In the last 12 months, RSPCA SA placed a record number of 3784 animals into foster care - a 37% increase on the 2758 animals fostered in the previous year. The decision back in 2019 to make community care the primary model for animals that cannot yet be adopted has delivered huge welfare benefits for those animals.

Among them was a very special four-month-old Maremma puppy named Sundae.

"Like most animals that come to us, Sundae required some special care - all funded by donations, of course – before we could set about finding him a good home," said RSPCA SA spokesperson Carolyn Jones.

"He was surrendered to us by owners who loved him but were struggling with both accommodation issues and the challenges of caring for a dog with significant disabilities.

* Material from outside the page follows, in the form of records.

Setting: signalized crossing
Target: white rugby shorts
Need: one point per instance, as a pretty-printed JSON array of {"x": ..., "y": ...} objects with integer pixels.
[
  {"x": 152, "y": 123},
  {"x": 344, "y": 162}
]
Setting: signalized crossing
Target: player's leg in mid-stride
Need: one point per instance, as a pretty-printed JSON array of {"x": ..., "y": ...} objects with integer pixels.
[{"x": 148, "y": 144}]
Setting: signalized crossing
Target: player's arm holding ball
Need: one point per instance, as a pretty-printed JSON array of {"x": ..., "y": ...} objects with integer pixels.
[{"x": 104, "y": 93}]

"His young age and beautiful temperament, combined with an absence of any other medical issues, all worked in his favour in finding him a good home, but obviously it takes a very special person to open their heart and home to an animal with special needs….and in Sundae's case, those needs are considerable."

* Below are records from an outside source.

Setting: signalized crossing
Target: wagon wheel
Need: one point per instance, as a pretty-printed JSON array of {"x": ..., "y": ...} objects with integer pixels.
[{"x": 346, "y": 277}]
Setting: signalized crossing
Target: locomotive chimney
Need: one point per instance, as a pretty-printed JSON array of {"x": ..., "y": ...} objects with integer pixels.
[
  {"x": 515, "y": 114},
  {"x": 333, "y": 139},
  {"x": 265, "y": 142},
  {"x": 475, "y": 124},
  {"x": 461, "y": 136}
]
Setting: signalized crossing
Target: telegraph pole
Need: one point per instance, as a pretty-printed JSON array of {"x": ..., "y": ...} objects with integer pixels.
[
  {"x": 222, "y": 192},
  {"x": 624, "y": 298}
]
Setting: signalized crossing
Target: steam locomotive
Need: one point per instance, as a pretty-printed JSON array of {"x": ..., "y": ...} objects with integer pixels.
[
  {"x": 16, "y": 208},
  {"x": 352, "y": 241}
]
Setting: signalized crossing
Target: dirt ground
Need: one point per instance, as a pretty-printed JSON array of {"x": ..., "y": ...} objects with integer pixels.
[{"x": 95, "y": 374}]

Surrendered to RSPCA SA in April, Sundae was born with malformed front legs that prevent him from walking without assistance. Despite his mobility difficulties, Sundae was as keen as any pup to move about, and care was needed to protect the skin on his front legs from injury.

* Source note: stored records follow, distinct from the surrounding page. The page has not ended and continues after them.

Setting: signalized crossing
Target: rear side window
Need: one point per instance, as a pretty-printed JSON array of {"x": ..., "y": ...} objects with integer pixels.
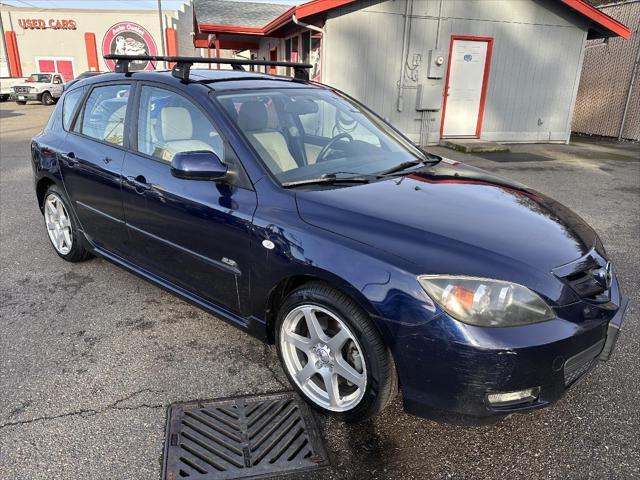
[
  {"x": 104, "y": 114},
  {"x": 168, "y": 123},
  {"x": 71, "y": 100}
]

"Our vets advised that if the nubs on Sundae's front legs were injured, they could easily ulcer and become infected, a medical complication that would have stymied this pup's progress," Carolyn said.

"So staff kept him indoors with them in their offices and allowed him to crawl about on soft padded surfaces, while they set about finding some customised wheels."

On 18 May Sundae was fitted with his first canine wheelchair, a momentous day on his long path to a new, more independent and active life. By this time, he was living with RSPCA foster carer Anastasia Puzanova - and he wouldn't be returning to the Lonsdale shelter.

"Sundae is what we happily call a 'foster fail', meaning his foster carer decided she couldn't give him up and opted to adopt him," Carolyn said, adding that Sundae recently upgraded to a bigger wheelchair that Anastasia reports "he loves to adventure in".

Sundae shares his new home with a menagerie of animals. Anastasia and her partner, Amelia, also have Mooncake (another Maremma), a Chihuahua named Hoek, two cats named Truffles and Napoleon, seven chickens, two rabbits, two guinea pigs, two snakes and a bluetongue lizard.

"It's the kind of happy outcome we want for all our animals, it's why we all do what we do," said Carolyn.

"This Thursday's Give to Get Them Home campaign is just that - the more funds we have, the more we can invest in perfectly imperfect animals like Sundae so that they receive the care and treatment they need from our expert teams, and can find their forever homes."